Monday, October 1, 2012

Sharp as a Tack

Maximum:  The greatest quantity, number, or degree possible or permissible.

One of the standard affirmations in my morning Quiet Time is to express the hope that I may be of maximum service to everyone that I come into contact with.  I believe I've mentioned this before.  I suspect that I've mentioned it many thousands of times which is what I do when I want to convince people that I'm doing something pretty admirable that I'm not really doing.  That way I get the glory but don't have to do the actual work.  It's the best of both worlds.  It's another Catch 22 but a really nice one - I highly recommend it.  For instance, in my Quiet Time this morning I alternated between nodding off and imagining which super-car I would buy if I won the lottery for which I never buy a ticket.  Porsche or Ferrari?  How about both?  If I'm going to win the lottery I might as well go whole hog.  The point is I had a "Quiet Time" and got to fantasize freely.   

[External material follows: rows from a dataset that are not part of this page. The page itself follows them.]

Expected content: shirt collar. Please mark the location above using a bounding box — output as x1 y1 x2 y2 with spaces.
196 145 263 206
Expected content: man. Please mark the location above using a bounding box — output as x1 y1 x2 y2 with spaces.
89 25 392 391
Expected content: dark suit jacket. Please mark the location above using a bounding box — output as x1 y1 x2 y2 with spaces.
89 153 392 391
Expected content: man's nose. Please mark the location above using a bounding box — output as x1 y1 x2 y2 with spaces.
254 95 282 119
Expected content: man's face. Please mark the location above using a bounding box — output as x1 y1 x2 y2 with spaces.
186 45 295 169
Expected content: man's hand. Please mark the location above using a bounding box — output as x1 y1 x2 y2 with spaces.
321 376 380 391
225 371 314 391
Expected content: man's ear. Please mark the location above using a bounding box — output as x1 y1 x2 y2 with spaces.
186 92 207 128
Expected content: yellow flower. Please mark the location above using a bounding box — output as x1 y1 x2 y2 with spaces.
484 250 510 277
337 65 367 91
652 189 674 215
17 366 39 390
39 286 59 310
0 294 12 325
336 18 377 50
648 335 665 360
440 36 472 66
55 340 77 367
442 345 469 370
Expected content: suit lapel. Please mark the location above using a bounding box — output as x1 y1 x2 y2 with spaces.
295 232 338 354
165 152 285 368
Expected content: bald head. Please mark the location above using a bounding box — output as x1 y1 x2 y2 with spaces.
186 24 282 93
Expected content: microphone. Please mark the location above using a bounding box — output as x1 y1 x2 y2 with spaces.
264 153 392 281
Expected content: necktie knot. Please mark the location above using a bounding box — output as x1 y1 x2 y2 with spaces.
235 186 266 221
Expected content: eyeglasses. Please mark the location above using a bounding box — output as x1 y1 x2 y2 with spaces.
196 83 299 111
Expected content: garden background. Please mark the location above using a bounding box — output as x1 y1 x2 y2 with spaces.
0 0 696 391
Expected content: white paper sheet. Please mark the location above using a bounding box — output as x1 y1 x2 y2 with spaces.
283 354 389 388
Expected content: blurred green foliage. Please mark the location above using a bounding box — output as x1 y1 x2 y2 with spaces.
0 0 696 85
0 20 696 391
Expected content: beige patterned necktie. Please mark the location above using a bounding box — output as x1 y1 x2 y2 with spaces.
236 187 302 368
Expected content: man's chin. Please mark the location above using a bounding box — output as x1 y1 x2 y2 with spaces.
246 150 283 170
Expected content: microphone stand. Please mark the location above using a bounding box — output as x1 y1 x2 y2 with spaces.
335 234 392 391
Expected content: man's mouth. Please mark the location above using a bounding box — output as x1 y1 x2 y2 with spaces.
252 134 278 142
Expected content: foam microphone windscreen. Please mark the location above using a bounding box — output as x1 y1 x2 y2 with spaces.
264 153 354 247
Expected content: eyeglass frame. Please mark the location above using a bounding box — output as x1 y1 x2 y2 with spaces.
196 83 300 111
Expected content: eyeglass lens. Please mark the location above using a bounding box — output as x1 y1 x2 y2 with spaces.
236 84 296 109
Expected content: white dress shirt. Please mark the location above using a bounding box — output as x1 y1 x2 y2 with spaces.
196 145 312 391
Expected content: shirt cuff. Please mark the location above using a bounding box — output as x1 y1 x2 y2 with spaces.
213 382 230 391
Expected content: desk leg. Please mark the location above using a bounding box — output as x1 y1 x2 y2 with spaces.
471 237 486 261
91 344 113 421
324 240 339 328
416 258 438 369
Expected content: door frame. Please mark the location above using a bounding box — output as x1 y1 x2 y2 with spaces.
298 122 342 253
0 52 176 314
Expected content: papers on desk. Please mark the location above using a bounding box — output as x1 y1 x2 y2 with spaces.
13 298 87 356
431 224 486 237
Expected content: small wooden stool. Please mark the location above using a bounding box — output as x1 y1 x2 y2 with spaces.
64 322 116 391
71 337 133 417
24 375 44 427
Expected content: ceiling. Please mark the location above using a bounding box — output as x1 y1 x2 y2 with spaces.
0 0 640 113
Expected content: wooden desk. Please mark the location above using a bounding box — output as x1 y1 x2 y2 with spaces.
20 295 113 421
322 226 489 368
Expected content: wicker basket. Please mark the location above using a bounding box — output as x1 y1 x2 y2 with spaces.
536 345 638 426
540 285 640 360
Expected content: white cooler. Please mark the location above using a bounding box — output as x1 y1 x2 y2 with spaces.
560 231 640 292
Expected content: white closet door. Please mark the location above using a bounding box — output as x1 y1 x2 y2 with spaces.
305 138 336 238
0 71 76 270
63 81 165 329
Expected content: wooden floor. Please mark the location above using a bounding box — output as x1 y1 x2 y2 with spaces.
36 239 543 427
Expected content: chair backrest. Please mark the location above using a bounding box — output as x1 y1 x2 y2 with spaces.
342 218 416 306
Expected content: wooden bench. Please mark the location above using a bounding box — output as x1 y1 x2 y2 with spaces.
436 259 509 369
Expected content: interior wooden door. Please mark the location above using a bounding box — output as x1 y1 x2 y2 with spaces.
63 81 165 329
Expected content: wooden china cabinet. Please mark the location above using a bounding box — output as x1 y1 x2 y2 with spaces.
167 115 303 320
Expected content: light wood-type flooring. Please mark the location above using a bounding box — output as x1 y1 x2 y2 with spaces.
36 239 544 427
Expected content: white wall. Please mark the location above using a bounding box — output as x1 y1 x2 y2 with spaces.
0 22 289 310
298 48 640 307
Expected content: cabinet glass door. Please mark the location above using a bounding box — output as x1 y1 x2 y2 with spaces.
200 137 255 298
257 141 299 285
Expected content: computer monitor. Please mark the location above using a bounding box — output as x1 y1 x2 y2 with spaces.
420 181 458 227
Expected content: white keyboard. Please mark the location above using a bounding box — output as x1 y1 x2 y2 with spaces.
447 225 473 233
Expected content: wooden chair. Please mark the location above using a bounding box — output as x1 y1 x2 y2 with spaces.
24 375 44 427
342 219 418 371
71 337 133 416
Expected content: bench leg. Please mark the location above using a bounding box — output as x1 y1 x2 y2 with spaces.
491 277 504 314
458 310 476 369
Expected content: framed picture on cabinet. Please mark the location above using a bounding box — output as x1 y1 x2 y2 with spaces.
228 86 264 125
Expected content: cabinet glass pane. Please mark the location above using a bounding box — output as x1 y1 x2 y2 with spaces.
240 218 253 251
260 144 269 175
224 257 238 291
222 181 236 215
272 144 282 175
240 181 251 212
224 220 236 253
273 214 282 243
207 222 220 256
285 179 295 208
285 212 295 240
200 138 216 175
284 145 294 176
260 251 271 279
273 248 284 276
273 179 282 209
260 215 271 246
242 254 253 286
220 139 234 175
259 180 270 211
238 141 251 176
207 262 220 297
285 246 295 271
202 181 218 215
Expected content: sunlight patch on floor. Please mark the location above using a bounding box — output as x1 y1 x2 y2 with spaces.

Yesterday at the meeting I introduced myself to a guy who I had never seen before in my life.  Apparently he knew who I was, recalling in great detail a number of past interactions detailed enough so that his recollections seemed pretty plausible and not open for discussion.  It was somewhat embarrassing on my part but it happens to me often enough that I simply plow ahead with the conversation.  Anyway, he started to tell me a long, convoluted story that completely confused me.  I tried to engage him with listening noises and a quick comment or two but I really didn't have any idea what he was talking about.  There may have been some mental illness involved; it may have been present in both the speaker and the listener; or he may have been lost on one of the winding flights of fancy that trap all of us from time to time

The point is that there were a lot of my friends at this particular meeting that I would have loved to catch up with.  I don't get to see these folks all that often so I like to talk to them.  Instead, I listened to this guy spin out a barely comprehensible story.  He didn't come up for air once.  I could have projected a hologram onto the wall and he wouldn't have noticed.  There wasn't a momentary pause that would have given me a chance to bail out.

"Wow," he said.  "It's good to see you.  Thanks for letting me get that out."  Whatever it was that he got out.

This is the conundrum of the prayer.  I was of service, apparently.  I didn't enjoy it at all.  It wasn't what I wanted to do.  I want to perform service of my choosing at a time and in a place that is convenient to me.

Maybe I should change my affirmation to "help me be of service at a time and place of my choosing."  That would be a really admirable prayer.